For Baumeister - as for many artists - the 'Stunde Null' (zero hour) of was a longed-for new beginning. His productivity had not suffered a real break during the years between 1933 and 1945, but now art production could take place in public again. Even if the Stuttgart studio was destroyed and plundered and the residence could only be reestablished with difficulty: in October 1945 Baumeister exhibited for the first time again in Germany with other colleagues in Überlingen. And with one fell swoop he was at the center of art life in Germany.
Exhibitions in the Postwar Period
The artistic significance that the public awarded Baumeister is revealed by the many exhibitions and engagements in these years that consistently received great recognition.

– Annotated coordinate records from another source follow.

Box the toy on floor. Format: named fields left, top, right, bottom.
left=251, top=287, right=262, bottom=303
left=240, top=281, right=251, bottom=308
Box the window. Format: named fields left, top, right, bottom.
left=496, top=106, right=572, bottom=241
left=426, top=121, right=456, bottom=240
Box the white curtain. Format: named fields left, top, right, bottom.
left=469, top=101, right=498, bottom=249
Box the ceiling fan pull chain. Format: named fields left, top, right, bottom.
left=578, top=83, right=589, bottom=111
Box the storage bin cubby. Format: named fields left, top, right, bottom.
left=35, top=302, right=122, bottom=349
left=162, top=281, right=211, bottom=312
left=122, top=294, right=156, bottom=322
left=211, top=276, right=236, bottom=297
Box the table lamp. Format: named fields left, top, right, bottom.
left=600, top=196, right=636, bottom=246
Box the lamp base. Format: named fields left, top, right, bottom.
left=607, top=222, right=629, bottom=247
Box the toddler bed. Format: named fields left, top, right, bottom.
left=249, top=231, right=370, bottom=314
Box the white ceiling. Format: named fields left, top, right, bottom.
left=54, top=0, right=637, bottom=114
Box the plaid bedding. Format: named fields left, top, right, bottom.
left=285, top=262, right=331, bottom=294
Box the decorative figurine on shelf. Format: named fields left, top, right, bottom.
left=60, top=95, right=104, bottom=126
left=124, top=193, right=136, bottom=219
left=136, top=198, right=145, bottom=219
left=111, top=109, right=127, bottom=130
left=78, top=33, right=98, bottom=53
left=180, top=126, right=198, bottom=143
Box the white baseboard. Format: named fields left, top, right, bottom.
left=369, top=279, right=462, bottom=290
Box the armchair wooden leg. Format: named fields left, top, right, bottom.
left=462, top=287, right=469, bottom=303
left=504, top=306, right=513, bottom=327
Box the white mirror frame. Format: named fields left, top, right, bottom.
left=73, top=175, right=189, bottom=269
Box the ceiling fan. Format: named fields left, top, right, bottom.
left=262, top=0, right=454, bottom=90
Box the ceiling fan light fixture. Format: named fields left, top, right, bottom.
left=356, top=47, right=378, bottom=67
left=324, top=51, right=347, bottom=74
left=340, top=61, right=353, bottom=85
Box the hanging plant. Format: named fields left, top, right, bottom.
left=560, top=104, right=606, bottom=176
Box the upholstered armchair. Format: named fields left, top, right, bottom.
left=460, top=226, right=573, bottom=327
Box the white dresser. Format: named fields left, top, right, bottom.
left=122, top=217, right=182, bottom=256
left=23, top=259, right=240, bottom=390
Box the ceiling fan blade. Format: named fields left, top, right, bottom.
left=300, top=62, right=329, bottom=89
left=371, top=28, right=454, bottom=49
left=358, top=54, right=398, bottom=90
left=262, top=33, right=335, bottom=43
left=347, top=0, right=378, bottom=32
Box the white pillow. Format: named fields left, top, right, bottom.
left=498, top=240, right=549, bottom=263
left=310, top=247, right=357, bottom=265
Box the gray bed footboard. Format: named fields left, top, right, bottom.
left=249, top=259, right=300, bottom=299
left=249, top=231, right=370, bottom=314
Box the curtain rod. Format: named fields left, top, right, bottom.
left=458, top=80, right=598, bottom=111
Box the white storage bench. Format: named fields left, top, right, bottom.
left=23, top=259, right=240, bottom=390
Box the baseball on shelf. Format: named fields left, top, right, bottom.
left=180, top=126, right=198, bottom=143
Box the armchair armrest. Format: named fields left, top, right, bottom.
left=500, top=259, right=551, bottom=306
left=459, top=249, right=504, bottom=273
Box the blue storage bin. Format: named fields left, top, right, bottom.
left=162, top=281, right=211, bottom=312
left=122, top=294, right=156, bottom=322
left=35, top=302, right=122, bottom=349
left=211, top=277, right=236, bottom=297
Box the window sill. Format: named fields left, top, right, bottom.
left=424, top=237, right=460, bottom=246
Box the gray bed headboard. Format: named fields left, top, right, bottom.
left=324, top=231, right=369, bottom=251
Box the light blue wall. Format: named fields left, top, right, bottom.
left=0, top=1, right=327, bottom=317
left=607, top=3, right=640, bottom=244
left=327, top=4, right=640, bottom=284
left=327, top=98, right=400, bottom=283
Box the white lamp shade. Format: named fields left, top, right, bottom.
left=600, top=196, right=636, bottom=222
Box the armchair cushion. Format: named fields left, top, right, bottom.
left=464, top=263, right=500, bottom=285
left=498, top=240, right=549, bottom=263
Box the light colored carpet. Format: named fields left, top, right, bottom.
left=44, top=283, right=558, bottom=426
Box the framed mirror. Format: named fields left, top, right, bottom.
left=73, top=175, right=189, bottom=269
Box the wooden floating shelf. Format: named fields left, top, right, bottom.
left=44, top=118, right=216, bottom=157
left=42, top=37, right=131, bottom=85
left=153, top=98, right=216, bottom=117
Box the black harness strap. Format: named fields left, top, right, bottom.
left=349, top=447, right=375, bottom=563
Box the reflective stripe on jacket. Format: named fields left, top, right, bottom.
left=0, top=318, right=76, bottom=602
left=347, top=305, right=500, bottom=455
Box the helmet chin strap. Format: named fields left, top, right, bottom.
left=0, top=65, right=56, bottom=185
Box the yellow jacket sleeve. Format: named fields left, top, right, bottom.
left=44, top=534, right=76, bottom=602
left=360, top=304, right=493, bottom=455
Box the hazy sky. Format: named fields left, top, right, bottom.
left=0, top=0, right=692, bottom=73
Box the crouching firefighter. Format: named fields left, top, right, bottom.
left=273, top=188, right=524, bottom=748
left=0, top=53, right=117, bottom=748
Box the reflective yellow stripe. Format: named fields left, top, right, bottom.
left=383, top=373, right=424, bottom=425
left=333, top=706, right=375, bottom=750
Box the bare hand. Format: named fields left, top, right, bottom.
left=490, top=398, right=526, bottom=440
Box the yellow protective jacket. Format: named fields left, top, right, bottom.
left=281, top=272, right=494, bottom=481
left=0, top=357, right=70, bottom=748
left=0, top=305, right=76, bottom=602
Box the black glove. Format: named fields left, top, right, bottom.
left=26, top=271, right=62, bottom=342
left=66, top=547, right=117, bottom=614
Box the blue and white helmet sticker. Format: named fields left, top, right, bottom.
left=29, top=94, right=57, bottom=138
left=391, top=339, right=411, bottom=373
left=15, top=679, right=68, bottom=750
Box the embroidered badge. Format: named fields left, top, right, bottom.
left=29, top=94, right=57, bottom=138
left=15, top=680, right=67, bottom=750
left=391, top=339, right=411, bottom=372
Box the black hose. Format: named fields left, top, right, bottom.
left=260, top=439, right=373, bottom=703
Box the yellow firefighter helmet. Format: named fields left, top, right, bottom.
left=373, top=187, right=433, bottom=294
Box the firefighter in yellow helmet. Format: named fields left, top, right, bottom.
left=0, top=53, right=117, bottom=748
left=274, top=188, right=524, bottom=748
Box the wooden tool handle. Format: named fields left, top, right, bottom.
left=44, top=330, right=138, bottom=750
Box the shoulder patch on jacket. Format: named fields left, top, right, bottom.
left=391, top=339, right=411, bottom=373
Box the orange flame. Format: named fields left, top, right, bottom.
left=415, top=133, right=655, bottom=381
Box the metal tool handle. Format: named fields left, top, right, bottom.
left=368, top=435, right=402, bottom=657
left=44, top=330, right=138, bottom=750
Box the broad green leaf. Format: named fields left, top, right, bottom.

Among the most important are the survey show 'Modern German Art since 1933' in the Bern Kunsthalle in summer 1947, solo exhibitions in Munich, Brunswick, and Stuttgart, an international exhibition of abstract painting in the Parisian 'Salon des Réalités Nouvelles' in 1948, and in the same year the first Biennale in Venice after 1945. In summer 1949 the American military government in Munich organized the first comprehensive exhibition of German postwar contemporary art under the title 'Art Production in Germany' and at the end of 1949 Baumeister traveled to Paris for the opening of his exhibition at the gallery Jeanne Bucher, where he had already shown before and during the war. Moreover, important European museums extended their collections with works by Willi Baumeister.

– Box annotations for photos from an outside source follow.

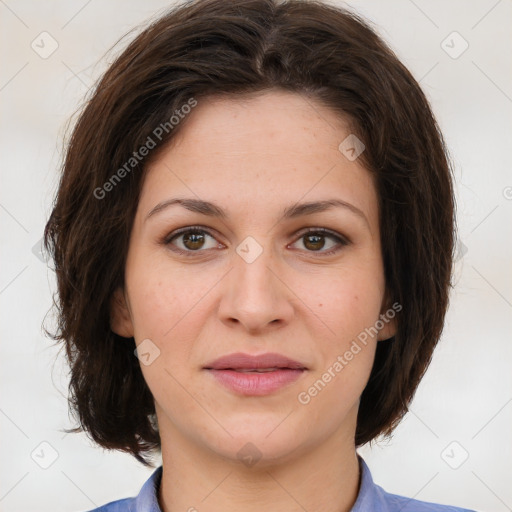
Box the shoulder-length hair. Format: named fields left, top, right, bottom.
left=44, top=0, right=455, bottom=466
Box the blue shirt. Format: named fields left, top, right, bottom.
left=89, top=456, right=475, bottom=512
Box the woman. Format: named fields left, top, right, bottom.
left=45, top=0, right=476, bottom=512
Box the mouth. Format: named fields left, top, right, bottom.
left=203, top=353, right=308, bottom=396
left=204, top=352, right=308, bottom=373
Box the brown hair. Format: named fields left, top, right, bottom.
left=45, top=0, right=455, bottom=466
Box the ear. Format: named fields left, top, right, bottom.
left=110, top=288, right=134, bottom=338
left=377, top=291, right=402, bottom=341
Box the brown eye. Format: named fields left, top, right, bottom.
left=164, top=228, right=219, bottom=253
left=290, top=228, right=349, bottom=256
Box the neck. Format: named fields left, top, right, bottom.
left=158, top=418, right=360, bottom=512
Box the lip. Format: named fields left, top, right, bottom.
left=203, top=352, right=308, bottom=396
left=204, top=352, right=307, bottom=370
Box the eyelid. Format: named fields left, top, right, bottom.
left=160, top=225, right=351, bottom=256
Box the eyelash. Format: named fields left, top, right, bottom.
left=161, top=226, right=350, bottom=256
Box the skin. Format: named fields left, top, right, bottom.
left=112, top=90, right=396, bottom=512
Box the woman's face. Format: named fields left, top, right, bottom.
left=112, top=91, right=394, bottom=462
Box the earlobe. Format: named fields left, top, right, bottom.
left=110, top=288, right=134, bottom=338
left=377, top=293, right=402, bottom=341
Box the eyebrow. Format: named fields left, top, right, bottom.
left=145, top=198, right=370, bottom=227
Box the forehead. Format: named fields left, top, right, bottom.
left=140, top=91, right=377, bottom=230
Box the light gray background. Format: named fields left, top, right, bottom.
left=0, top=0, right=512, bottom=512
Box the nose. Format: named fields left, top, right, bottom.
left=218, top=242, right=296, bottom=334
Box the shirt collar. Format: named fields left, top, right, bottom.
left=134, top=455, right=388, bottom=512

Appointment to the Academy of Art
Already a few weeks after the war's end, Willi Baumeister was engaged as director and teacher at the Stuttgart Academy. After he turned down an offer from Dresden in February 1946, he accepted the professorship and directorship of a painting class in his hometown in March 1946. In 1951 he became the Academy's Deputy Director prior to retiring in February 1955.
Borders of Production
His reputation in Europe grew steadily. In Paris in 1948 he was called Le Picasso Allemand (the German Picasso). At the end of 1949 his friend Fernand Léger wrote: "in my eyes Baumeister occupies an extremely important position among modern German artists".

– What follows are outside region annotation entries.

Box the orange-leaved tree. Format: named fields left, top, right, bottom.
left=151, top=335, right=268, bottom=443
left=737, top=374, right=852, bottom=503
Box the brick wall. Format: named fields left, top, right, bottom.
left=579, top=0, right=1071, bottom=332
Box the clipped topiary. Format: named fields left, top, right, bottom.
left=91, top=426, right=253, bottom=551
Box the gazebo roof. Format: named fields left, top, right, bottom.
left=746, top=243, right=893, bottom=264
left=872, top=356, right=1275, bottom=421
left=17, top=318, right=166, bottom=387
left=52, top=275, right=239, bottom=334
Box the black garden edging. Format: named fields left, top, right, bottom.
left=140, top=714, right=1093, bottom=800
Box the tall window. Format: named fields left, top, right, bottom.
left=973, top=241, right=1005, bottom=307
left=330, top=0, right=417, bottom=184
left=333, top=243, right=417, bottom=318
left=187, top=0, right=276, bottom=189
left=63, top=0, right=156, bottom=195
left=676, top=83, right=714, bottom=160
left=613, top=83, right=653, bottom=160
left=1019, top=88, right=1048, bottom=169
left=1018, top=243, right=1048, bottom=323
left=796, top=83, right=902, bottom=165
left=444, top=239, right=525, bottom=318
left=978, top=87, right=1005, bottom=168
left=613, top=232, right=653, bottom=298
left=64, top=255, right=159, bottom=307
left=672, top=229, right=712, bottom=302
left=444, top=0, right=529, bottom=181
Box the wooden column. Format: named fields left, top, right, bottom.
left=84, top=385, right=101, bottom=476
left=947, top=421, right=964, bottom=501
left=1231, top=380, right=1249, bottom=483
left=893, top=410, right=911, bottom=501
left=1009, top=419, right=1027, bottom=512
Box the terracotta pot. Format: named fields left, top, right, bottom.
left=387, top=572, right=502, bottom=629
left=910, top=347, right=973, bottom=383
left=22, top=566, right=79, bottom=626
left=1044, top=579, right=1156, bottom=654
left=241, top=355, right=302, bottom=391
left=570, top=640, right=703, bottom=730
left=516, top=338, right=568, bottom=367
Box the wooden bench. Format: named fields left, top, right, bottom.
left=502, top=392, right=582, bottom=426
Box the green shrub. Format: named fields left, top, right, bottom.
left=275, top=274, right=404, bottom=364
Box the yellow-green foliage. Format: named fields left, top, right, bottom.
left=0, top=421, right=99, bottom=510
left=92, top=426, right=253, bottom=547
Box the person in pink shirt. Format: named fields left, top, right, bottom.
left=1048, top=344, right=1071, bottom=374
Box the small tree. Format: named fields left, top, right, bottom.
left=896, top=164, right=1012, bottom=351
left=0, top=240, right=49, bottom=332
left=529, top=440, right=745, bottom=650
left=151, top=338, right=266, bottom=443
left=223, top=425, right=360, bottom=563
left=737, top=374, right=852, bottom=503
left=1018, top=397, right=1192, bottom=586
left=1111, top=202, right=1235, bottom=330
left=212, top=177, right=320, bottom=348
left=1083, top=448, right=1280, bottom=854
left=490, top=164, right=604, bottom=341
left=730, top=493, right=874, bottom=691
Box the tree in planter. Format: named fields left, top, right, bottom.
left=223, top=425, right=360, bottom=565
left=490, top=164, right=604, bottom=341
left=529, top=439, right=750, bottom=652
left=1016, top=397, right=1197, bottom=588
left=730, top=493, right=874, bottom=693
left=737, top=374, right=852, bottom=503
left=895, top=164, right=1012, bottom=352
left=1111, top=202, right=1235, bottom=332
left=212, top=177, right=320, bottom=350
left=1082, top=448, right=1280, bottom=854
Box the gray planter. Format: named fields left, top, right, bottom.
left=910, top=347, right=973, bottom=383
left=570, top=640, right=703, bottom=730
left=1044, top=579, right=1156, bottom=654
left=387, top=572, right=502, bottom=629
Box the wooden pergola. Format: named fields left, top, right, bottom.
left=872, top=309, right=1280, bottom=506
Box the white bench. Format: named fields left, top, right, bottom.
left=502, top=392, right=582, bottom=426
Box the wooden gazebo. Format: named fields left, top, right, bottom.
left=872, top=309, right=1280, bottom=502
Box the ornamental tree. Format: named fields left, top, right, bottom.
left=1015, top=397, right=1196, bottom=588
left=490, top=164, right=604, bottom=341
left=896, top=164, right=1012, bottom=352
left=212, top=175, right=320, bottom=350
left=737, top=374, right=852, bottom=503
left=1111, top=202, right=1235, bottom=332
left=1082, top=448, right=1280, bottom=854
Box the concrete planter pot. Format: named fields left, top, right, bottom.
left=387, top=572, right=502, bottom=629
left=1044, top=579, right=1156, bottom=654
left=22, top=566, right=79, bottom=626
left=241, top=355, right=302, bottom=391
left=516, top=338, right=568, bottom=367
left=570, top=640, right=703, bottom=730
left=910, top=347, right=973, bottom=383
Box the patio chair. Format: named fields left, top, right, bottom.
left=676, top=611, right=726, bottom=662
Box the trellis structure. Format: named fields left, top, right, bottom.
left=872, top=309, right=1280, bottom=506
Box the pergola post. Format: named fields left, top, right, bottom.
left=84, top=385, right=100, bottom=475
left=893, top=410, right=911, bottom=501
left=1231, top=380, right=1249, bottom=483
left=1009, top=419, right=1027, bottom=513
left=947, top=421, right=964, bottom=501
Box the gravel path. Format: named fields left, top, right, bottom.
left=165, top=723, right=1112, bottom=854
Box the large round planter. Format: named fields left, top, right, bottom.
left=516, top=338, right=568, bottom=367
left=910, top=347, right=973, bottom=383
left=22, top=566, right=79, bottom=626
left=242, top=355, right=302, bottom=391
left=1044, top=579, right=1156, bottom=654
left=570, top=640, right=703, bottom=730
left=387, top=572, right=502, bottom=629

Baumeister exhibited, wrote numerous articles, taught, and participated on art juries; not least of all he painted incessantly and beginning in 1945 was at the easel almost daily. Thus it was hardly surprising that the restless activity between exhibitions, academy, and studio would force him to retreat to a health spa in Bad Ditzenbach in 1949.
The Unknown in Art
In fall 1947 the first edition of the writings, The Unknown in Art, was published. In this book, which counts among the classical theoretical artist texts of the modern age and which Baumeister began writing during the last war years, he comments on artistic production and on the role of the viewer. He also presents an overview of the history of abstract art. It is Baumeister' early contribution to the understanding of modern - abstract - art that he subsequently vehemently defended from all attempts to pit it against objective art, as exemplified by the Darmstädter Gespräche (Darmstadt Dialogues) beginning in 1950.
Theater
Two years after the end of war Baumeister took up a former activity, and after a long interruption produced stage designs and costumes again. the ballet 'Liebeszauber' (Love Spell) in Stuttgart in 1947 became as much of a success as the play 'Monte Cassino' in Essen in 1949. Further designs followed until 1953. As such Baumeister returned to his earlier theme of applied art.
New Techniques
Willi Baumeister never wanted to come to a standstill; his painting reveals - technically and formally - his constant pleasure in trying out new things. When the silkscreen printing technique came out after World War II, he had the idea to use and develop it further - in the form of the Serigraph - for artistic purposes. He carried out his first works together with Stuttgart printer Luitpold Domberger. For Baumeister, Serigraphy ranked equally with other original graphic techniques such as etching and lithography, which he now often used, too. Between 1946 and 1955 he produced around 90 lithographic leaves and some sixty serigraphs. He often translated a painting into the language of the graphic print and varied it in the process. In last years of his life up to 1955 Baumeister designed numerous posters in the silkscreen technique and thereby forged a bridge to his beginnings as a sought-after typographer of the 1920s.